Entahlah, Ayi tidak banyak berkata-kata. la tidak tahu harus mengucapkan apa. Hingga kemudian mereka berpisah. Hingga kemudian ia membaca sebuah iklan dukacita di sebuah harian besar ibukota:
Selamat Jalan... Sandra Satelnick Koenigh. Kami akan selalu berdoa untuk kebahagiaanmu...Yang senantiasa menyayangimu: Joseph Concordius Alamba dan Aloisa Dwiningrum Darmapathni.
Ayi merasakan air mata jatuh satu-satu dari sudut matanya.

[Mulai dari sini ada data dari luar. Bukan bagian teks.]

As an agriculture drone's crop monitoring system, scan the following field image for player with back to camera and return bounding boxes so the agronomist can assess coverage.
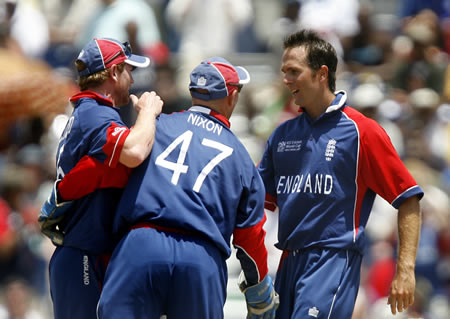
[258,30,423,319]
[39,39,163,319]
[98,57,278,319]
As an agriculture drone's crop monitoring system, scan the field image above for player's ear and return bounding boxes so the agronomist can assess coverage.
[229,90,239,107]
[319,65,328,81]
[109,64,119,81]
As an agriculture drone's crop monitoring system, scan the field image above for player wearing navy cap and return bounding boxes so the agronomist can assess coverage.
[258,30,423,319]
[39,39,163,319]
[98,58,277,319]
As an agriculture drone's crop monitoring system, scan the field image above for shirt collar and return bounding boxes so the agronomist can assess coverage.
[188,105,230,128]
[70,91,113,106]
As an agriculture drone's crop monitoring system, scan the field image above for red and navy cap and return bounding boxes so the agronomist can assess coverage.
[77,38,150,76]
[189,57,250,101]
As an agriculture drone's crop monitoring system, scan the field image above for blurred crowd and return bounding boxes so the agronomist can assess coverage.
[0,0,450,319]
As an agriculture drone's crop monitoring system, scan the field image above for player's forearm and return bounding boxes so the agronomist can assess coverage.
[397,196,421,272]
[119,110,157,167]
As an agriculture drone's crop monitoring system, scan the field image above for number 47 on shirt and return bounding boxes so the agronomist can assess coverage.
[155,131,233,193]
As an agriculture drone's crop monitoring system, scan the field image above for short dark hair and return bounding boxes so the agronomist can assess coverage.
[283,30,338,92]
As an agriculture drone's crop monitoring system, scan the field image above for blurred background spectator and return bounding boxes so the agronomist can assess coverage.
[0,0,450,319]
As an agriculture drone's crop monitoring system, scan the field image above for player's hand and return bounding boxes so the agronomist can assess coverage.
[38,180,72,246]
[388,270,416,315]
[242,275,280,319]
[130,91,164,117]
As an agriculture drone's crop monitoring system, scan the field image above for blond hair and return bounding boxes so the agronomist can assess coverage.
[75,60,125,91]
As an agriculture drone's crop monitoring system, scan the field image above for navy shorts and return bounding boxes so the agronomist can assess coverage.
[275,248,362,319]
[98,228,228,319]
[49,247,107,319]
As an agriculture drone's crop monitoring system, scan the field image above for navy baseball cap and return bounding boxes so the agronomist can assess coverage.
[77,38,150,76]
[189,57,250,101]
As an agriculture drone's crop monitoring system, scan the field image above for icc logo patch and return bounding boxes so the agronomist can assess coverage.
[325,138,336,161]
[277,141,286,152]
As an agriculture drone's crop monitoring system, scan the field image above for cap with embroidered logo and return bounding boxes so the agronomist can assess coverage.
[77,38,150,76]
[189,57,250,101]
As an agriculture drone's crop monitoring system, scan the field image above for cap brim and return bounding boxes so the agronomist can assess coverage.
[234,66,250,84]
[125,54,150,68]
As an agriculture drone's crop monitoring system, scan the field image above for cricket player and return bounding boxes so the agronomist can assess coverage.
[98,58,278,319]
[258,30,423,319]
[39,39,163,319]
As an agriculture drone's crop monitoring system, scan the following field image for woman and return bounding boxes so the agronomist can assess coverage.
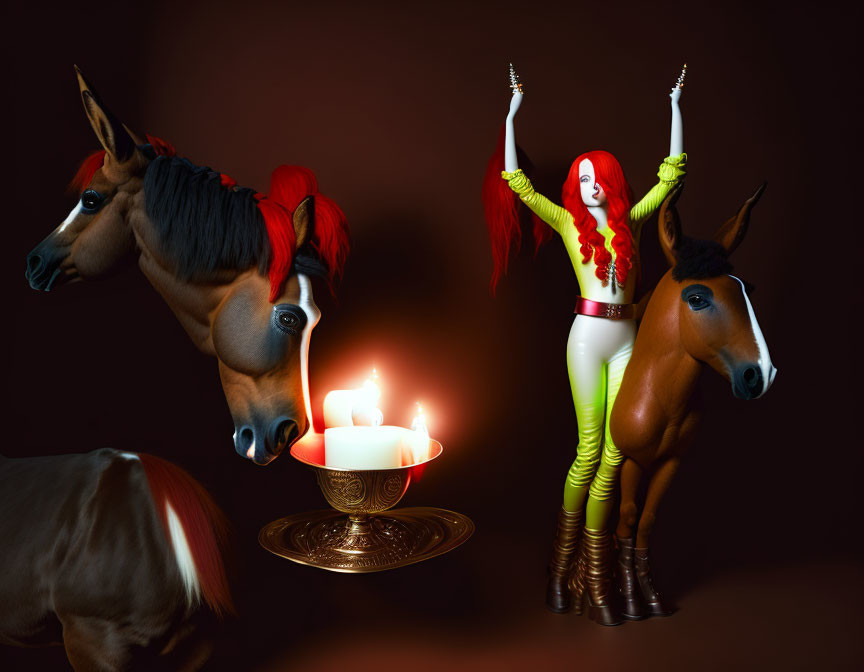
[484,66,687,625]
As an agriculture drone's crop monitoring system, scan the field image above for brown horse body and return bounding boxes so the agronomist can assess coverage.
[0,448,232,671]
[610,188,776,619]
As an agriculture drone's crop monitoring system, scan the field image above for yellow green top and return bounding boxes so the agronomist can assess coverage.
[501,154,687,303]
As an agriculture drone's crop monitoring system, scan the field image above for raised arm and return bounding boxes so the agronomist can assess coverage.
[630,64,687,240]
[504,63,522,173]
[669,63,687,156]
[501,63,573,233]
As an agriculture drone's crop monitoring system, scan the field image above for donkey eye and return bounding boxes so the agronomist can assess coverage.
[274,306,306,334]
[81,189,104,212]
[687,294,708,310]
[279,313,300,329]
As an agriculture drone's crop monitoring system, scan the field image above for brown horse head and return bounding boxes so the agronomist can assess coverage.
[651,185,777,399]
[26,68,347,464]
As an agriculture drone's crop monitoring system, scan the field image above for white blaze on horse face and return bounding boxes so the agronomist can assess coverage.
[579,159,606,208]
[297,273,321,429]
[57,199,81,233]
[729,275,777,399]
[165,500,201,606]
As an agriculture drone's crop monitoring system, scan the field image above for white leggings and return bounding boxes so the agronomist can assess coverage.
[564,315,636,523]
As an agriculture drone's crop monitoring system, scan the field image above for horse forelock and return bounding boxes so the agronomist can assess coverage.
[672,236,732,282]
[144,155,348,303]
[68,149,105,194]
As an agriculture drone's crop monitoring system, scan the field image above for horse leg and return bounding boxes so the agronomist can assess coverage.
[546,330,606,613]
[635,457,681,616]
[616,458,645,621]
[60,616,131,672]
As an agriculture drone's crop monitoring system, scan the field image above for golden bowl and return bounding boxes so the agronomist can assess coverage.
[258,434,474,573]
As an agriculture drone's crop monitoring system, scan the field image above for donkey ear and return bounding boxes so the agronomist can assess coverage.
[714,182,768,255]
[75,65,135,162]
[657,182,684,266]
[294,196,314,247]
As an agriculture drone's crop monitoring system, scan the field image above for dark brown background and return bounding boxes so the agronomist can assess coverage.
[0,0,864,670]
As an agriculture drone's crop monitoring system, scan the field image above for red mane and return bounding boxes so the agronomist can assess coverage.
[561,150,634,285]
[258,166,348,303]
[138,453,234,615]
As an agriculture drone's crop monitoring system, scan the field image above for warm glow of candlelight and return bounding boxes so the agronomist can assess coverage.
[351,368,384,427]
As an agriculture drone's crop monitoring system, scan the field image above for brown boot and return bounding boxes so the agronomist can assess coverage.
[583,527,624,625]
[546,507,585,614]
[618,537,647,621]
[635,548,672,616]
[567,536,588,614]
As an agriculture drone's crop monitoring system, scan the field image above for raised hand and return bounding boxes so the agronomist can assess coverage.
[504,63,523,173]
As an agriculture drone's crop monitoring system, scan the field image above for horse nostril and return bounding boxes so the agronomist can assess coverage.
[743,366,762,392]
[27,254,42,273]
[235,425,255,459]
[267,415,300,455]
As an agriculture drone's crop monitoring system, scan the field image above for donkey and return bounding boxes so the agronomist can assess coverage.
[0,448,233,670]
[571,185,777,620]
[26,67,348,465]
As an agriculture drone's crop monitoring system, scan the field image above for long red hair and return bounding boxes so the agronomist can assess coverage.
[482,125,552,294]
[561,149,634,285]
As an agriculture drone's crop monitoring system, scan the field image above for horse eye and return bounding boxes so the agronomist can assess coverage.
[273,306,306,335]
[81,189,103,212]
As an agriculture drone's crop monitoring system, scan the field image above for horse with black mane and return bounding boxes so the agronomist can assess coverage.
[26,67,348,464]
[0,448,233,670]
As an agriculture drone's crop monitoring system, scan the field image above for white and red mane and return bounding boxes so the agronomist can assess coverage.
[136,453,234,614]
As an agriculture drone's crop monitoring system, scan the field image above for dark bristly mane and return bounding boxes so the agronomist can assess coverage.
[672,236,732,282]
[144,156,270,279]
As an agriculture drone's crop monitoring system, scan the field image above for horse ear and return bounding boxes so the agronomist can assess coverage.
[657,182,684,266]
[294,196,313,247]
[714,182,768,255]
[75,65,135,163]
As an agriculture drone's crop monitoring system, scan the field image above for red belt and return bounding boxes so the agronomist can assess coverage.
[573,296,635,320]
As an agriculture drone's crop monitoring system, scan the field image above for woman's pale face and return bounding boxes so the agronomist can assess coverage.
[579,159,606,208]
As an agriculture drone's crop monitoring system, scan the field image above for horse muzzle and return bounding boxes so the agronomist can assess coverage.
[234,415,306,466]
[24,242,68,292]
[732,364,777,400]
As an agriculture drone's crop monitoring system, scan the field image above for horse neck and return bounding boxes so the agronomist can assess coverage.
[627,274,702,418]
[129,190,244,355]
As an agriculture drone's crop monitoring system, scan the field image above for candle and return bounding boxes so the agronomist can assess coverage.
[410,401,429,464]
[324,390,357,427]
[324,425,413,469]
[324,369,384,428]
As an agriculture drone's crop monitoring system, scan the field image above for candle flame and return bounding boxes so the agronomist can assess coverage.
[411,401,429,464]
[361,368,381,404]
[354,367,384,427]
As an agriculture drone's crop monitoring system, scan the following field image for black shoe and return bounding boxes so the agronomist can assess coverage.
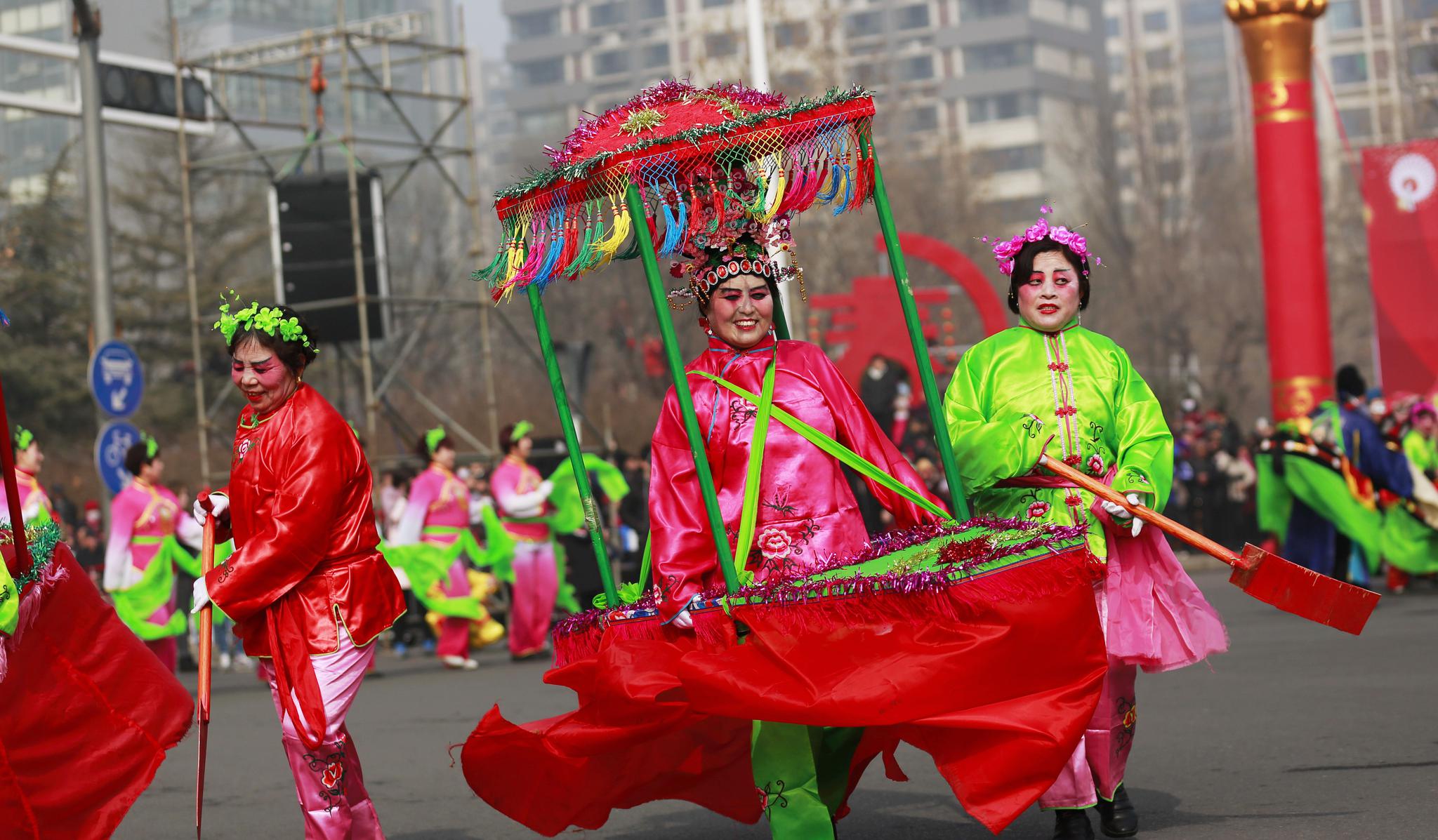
[1096,784,1139,837]
[1054,808,1093,840]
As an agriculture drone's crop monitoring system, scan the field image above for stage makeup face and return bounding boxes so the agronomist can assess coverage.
[709,274,774,349]
[230,340,299,415]
[1018,252,1080,332]
[430,444,454,472]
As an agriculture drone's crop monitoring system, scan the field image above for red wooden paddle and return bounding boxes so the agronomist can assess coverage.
[194,515,214,840]
[1038,455,1379,636]
[0,373,30,564]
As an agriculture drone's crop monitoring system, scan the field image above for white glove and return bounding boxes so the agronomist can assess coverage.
[1099,493,1143,537]
[190,577,210,615]
[191,493,230,525]
[668,594,705,630]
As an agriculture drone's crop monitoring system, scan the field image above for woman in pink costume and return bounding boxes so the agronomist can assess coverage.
[489,420,560,659]
[0,426,55,525]
[390,426,503,670]
[105,434,200,672]
[945,207,1228,840]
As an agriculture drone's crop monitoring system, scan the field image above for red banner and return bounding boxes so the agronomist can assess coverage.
[1364,140,1438,394]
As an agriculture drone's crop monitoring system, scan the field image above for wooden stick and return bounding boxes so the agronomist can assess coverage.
[194,515,214,840]
[1038,455,1242,566]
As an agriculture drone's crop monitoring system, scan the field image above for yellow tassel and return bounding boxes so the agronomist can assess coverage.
[591,199,630,270]
[759,158,786,225]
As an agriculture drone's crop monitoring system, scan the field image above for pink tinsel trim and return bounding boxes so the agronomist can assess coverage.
[555,547,1102,667]
[543,79,788,170]
[0,559,66,682]
[552,516,1086,666]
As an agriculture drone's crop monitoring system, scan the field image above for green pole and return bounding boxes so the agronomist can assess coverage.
[624,184,739,592]
[774,295,789,341]
[869,153,969,521]
[528,286,620,606]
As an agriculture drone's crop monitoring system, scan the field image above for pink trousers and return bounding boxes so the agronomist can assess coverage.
[509,541,560,656]
[434,559,472,659]
[1038,582,1139,808]
[260,632,384,840]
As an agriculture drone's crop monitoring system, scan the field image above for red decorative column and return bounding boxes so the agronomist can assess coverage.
[1227,0,1333,420]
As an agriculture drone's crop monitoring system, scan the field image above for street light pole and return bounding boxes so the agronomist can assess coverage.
[72,0,115,347]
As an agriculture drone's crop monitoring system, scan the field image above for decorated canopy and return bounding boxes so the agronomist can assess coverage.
[473,81,874,300]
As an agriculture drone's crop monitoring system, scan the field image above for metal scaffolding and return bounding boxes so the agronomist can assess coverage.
[171,6,499,482]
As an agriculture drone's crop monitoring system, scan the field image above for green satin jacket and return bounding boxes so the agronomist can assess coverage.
[945,321,1173,556]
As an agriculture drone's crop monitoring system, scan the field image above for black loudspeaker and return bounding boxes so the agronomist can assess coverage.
[270,170,390,344]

Tawa ceria gadis kecil itu hadir utuh di ruangan kantornya. Dan Ayi, kemudian menekurkan kepala.
Amat khusyuk dia berdoa. Berdoa untuk perempuan bersahaja yang bahkan belum sempurna dipahaminya.

Ayi membiarkan air matanya jatuh. Dan ia merasakan aroma melati yang tertebar dan hawa tanah basah pemakaman. Ia terus membiarkan air matanya jatuh dan ia terus mengirimkan doa-doa. Ayi sangat berduka.